Venant de ta part, ce genre de leçon est tout à fait savoureux, mais il se trouve que je n’ai pas passé une soirée à pondre mon texte uniquement pour te répondre à toi personnellement. Je pensais aussi plus largement à tous ceux qui peuvent se sentir un peu « perdus » à la découverte — le terme de « guide des égarés » étant tout au plus un clin d’œil à un classique de la philosophie médiévale (le titre original peut d’ailleurs aussi se traduire en « guide des perplexes »).

Mais oui, il se trouve que selon mon interprétation — qui n’est pas tout à fait que la mienne d’ailleurs, je n’ai pas trouvé tout ça tout seul — comprendre ce que l’auteur a voulu représenter via les vilains de l’histoire est 1/ pas évident (on peut facilement « passer à côté ») mais 2/ essentiel si on veut comprendre l’enjeu du bouquin (parce que sans ça, effectivement, il y a de bonnes chances de ressentir un « tout ça pour ça »).

Ça ne veut pas dire que d’autres critiques, d’une part, et/ou d’autres interprétations, d’autre part, sont nécessairement invalides. Et si tu préfères penser que Morrison n’est qu’un gros plouc prétentieux et que tu es tellement au-dessus de ça, grand bien t’en fasse.

Je ne vois pas ce qui motive cette attaque particulière.

L’histoire de Morrison avec Watchemn est longue et un peu complexe mais je ne pense pas qu’il ait jamais réduit le titre à un pur exercice de style (je peux me tromper, évidemment : si quelqu’un me ressort un texte que je ne connaîtrais pas…).

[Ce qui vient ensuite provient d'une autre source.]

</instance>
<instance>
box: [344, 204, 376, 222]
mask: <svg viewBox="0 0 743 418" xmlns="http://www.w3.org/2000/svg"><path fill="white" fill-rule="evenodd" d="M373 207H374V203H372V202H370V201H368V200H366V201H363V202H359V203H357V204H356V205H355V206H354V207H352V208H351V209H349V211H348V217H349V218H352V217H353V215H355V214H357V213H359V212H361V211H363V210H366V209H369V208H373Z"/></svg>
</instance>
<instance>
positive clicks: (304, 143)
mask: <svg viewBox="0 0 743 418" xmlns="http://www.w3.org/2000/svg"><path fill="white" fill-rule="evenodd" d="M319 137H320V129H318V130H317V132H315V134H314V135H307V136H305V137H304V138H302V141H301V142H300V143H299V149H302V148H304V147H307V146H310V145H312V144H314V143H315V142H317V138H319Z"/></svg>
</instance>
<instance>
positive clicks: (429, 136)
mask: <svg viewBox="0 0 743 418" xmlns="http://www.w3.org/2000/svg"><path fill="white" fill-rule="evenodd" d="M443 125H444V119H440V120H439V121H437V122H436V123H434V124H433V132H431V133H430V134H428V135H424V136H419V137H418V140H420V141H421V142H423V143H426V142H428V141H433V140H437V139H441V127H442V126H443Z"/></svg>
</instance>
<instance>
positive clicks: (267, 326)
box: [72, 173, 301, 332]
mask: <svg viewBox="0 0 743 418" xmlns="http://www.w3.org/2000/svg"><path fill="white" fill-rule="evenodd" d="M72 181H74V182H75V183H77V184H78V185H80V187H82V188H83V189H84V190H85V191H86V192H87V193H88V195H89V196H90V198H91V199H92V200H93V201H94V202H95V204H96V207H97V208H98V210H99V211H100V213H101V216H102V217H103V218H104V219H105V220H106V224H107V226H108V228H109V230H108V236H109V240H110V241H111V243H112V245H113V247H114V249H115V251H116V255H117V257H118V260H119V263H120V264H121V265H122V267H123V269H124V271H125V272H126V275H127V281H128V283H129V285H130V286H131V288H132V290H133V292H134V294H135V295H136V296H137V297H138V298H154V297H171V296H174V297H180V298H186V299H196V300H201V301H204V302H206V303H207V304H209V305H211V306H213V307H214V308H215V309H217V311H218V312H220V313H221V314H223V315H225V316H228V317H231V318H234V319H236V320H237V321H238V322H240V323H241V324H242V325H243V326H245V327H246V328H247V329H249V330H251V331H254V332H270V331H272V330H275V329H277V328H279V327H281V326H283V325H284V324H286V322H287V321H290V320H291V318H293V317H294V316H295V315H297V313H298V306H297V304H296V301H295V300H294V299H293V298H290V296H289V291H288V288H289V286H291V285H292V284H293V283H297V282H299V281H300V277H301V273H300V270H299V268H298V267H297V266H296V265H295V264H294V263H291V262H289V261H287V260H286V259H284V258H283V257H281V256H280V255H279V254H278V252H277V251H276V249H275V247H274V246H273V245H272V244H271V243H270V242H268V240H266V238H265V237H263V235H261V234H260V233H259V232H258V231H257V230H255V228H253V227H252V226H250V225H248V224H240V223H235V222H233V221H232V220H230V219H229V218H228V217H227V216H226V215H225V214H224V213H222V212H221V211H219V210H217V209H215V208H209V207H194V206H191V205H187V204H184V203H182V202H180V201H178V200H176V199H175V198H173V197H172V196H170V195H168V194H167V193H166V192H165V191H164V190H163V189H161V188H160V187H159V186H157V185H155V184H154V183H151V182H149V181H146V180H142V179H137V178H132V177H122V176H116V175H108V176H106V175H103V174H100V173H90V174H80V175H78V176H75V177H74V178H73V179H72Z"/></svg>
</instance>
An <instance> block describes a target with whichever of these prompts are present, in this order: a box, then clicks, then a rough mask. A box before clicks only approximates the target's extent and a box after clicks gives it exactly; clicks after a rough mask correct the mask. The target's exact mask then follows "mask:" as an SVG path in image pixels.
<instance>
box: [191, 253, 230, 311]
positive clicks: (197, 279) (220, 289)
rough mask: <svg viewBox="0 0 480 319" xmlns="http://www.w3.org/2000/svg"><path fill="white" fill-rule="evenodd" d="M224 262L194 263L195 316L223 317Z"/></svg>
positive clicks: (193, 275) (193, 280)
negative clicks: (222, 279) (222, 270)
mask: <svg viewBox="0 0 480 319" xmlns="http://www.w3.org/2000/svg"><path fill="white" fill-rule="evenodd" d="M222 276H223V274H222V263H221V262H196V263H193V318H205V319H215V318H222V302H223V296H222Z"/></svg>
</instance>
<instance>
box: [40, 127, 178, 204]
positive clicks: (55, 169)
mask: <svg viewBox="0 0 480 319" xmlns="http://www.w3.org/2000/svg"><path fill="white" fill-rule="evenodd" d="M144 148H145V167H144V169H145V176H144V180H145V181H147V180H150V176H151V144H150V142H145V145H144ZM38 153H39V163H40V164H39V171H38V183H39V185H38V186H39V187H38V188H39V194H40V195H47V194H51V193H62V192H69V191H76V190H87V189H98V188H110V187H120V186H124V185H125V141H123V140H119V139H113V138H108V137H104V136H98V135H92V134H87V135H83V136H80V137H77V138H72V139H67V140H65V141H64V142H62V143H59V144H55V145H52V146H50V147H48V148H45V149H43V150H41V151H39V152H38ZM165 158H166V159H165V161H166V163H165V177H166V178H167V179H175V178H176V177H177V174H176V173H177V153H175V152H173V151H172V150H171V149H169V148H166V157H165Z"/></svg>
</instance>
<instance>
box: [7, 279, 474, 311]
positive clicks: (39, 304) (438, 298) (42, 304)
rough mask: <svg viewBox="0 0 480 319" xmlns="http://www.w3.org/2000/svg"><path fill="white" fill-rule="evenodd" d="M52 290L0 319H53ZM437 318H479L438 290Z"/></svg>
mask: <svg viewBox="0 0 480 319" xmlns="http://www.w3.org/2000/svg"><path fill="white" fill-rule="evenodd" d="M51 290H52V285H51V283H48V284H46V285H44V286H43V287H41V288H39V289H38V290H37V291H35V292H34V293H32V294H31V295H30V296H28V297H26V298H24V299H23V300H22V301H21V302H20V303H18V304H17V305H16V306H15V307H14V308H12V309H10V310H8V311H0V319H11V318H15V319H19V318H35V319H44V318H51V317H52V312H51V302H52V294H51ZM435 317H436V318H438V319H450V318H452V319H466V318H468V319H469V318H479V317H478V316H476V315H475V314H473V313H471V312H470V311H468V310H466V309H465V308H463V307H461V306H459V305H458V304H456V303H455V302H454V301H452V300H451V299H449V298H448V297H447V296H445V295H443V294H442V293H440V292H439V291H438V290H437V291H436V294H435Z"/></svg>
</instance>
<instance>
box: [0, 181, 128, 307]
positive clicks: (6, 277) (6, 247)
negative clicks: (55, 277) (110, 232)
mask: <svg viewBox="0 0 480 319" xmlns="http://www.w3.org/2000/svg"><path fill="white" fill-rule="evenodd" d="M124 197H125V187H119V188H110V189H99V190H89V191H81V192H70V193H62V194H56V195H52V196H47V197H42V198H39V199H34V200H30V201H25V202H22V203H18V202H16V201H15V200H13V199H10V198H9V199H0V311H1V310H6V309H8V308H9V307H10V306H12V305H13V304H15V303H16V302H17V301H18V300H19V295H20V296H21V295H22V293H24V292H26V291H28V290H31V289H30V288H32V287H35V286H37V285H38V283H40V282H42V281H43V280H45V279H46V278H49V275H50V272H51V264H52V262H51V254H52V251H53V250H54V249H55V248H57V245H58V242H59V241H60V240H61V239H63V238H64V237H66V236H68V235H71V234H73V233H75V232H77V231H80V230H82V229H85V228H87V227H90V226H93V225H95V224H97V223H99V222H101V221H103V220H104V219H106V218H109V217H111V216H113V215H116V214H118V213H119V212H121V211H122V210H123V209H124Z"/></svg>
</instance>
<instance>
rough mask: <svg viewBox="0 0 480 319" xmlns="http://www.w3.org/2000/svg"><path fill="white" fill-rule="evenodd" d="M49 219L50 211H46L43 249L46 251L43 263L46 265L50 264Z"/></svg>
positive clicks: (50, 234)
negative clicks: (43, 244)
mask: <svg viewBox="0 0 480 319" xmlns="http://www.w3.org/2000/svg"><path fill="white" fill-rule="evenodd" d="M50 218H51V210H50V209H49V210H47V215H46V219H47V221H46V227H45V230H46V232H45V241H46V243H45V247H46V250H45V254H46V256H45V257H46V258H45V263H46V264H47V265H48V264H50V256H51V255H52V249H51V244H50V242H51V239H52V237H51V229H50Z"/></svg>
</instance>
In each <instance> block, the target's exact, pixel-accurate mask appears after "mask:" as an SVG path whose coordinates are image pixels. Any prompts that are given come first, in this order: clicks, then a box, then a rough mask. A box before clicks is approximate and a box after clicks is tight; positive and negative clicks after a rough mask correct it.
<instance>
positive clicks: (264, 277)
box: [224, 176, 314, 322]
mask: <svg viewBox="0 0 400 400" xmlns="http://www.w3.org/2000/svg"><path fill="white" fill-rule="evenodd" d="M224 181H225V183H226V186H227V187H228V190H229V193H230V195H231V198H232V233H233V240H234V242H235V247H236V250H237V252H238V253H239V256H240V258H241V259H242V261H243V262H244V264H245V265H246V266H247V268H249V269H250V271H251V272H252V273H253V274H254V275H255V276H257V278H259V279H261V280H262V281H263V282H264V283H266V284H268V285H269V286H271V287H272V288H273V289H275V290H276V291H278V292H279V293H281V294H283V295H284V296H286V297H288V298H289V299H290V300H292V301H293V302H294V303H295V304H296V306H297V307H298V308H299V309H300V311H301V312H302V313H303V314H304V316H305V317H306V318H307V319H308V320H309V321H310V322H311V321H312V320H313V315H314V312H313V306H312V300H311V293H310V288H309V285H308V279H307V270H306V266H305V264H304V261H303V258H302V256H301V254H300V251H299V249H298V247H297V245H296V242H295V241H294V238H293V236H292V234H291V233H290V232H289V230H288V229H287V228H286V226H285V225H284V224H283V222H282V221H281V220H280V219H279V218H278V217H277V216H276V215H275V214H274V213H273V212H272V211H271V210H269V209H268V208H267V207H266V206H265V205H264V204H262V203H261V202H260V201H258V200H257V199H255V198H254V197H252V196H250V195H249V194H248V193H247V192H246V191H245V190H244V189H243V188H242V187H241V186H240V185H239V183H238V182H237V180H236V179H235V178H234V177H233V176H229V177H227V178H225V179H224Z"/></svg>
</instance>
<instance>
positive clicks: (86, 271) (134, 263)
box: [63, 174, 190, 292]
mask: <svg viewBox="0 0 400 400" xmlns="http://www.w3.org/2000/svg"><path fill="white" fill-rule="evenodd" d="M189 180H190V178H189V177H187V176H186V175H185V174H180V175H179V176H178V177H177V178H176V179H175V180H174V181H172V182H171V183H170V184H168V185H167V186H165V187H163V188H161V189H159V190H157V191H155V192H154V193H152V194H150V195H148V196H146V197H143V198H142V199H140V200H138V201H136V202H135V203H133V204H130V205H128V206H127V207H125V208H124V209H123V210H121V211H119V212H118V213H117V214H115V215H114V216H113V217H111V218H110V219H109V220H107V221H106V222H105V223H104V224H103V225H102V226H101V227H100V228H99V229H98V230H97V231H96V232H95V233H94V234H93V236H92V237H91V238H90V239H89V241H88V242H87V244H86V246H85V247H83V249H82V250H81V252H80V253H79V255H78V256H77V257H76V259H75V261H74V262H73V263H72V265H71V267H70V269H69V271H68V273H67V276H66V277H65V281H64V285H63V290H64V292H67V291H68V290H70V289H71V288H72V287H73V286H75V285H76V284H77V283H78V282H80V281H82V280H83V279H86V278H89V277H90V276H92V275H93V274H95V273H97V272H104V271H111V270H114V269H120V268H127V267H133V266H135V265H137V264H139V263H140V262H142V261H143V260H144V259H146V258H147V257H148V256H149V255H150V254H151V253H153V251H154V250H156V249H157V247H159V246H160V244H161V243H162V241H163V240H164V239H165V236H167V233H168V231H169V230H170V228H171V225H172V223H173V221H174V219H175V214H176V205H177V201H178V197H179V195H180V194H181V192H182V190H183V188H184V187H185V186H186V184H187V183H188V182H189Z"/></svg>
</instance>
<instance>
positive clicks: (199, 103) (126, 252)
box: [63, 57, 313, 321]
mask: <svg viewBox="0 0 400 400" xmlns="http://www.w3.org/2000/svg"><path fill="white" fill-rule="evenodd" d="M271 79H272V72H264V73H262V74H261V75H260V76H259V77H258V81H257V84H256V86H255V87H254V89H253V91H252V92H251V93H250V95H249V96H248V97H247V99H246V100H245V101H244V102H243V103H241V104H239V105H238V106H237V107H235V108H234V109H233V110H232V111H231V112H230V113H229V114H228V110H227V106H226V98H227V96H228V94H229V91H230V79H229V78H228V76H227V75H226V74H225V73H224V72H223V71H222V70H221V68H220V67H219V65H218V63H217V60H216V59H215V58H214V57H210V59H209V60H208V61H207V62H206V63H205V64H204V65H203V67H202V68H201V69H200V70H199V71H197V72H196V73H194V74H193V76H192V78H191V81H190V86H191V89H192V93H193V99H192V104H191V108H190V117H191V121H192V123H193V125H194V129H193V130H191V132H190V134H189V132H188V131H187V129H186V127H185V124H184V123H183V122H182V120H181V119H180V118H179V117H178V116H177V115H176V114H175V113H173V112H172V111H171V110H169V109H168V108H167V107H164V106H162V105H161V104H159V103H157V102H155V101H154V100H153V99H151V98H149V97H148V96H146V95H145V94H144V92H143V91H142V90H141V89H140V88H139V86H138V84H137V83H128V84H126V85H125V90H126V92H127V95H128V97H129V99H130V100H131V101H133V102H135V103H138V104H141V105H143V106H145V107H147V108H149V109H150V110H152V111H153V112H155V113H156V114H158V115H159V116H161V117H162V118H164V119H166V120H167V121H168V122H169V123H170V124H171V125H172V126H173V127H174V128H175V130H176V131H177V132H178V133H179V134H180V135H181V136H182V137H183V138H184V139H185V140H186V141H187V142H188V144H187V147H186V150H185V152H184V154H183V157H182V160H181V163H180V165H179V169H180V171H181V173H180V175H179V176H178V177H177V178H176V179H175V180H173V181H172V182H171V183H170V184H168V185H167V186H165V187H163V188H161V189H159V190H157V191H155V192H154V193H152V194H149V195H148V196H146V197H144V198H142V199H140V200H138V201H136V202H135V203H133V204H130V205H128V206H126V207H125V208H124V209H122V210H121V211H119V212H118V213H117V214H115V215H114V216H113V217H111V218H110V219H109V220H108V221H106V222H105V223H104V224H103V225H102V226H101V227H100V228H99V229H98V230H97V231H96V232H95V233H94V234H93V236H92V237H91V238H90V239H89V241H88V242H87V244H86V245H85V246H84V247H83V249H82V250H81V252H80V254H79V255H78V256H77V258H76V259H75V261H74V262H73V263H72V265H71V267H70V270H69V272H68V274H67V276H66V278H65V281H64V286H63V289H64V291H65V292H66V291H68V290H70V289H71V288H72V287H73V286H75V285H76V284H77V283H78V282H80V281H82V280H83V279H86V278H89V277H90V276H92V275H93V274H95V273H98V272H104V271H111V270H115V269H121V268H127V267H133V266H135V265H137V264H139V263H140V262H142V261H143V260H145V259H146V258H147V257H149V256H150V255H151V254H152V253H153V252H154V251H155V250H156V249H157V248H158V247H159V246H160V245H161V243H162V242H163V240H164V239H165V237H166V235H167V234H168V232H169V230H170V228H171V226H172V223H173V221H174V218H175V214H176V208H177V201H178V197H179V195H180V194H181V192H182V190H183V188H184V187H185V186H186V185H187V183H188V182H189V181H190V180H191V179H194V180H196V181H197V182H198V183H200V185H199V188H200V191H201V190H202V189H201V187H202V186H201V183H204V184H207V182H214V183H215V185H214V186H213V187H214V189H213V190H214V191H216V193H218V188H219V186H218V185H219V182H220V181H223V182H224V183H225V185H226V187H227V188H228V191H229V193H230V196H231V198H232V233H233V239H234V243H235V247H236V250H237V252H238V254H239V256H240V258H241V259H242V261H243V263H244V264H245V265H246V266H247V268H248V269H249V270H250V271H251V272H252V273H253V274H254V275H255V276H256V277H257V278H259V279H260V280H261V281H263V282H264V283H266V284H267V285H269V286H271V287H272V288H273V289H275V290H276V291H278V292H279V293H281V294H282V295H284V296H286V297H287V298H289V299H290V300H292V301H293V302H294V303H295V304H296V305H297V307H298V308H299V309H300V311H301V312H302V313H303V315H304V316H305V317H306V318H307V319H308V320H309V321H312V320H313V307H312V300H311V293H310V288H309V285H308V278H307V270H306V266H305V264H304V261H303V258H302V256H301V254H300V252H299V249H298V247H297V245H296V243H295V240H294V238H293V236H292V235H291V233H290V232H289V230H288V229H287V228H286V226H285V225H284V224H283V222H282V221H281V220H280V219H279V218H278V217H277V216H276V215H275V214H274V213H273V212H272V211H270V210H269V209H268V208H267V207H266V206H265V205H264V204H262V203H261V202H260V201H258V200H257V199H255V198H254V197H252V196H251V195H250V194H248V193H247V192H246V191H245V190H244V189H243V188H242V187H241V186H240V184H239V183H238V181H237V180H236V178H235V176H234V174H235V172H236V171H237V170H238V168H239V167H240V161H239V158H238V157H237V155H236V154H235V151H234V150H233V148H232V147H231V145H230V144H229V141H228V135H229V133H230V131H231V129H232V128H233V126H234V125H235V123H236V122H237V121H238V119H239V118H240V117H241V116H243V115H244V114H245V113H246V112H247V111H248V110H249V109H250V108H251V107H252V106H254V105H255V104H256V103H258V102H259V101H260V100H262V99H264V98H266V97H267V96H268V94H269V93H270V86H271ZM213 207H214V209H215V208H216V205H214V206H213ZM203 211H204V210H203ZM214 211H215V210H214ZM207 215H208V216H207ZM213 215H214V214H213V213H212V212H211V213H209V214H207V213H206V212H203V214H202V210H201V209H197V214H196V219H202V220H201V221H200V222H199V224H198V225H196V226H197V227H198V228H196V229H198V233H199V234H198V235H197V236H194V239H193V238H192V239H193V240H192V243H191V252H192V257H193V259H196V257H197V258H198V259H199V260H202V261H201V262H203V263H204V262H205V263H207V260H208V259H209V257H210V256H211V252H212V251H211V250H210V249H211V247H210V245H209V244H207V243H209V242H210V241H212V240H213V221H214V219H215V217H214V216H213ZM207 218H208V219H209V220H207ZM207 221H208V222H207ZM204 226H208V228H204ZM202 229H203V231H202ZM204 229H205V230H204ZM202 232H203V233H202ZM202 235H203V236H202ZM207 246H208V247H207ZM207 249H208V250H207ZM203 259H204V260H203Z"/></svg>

Dans l’absolu, je considère que la meilleure « réponse » de Morrison (avec Millar en coscénariste) à Watchmen est Flash #134 (dispo en VF dans l’anthologie d’Urban), où il reprend certains des thèmes de la BD de Moore et Gibbons sous un angle beaucoup plus positif et « héroïque ».

Deux références que je ne connaissais pas, je l’avoue.

Si tu veux remonter encore plus loin dans le temps, cela dit, la référence aux comics (certes de façon générale) comme un élément moteur de l’inspiration pour le devenir super-héroïque d’un personnage est déjà présente dans le premier numéro de Captain America fin 1940.

Je ne suis pas certain qu’il n’existe pas d’autres exemples encore.

(Reste que chez Fox et Infantino il y a la concaténation de : je lis les aventures d’un personnage de comics, je découvre immédiatement que ce personnage existe dans une ville qui « vibre » à une autre fréquence que mon monde. Il faudra que j’aille y voir de plus près dans les numéros que tu cites pour voir à quel point ça diffère ou ça « annonce », rétrospectivement, cette approche.)

Pour ce qui est de la « lubie de l’auteur », c’est sûr que Multiversity est une sorte d’encyclopédie de toutes ses obsessions. Ensuite, je ne sais pas si le but était de fournir « le pivot sous-jacent à l’ensemble du multivers ».

En tant que vieux lecteur, c’est un sentiment que je n’ai plus très souvent… mais que j’aime beaucoup néanmoins.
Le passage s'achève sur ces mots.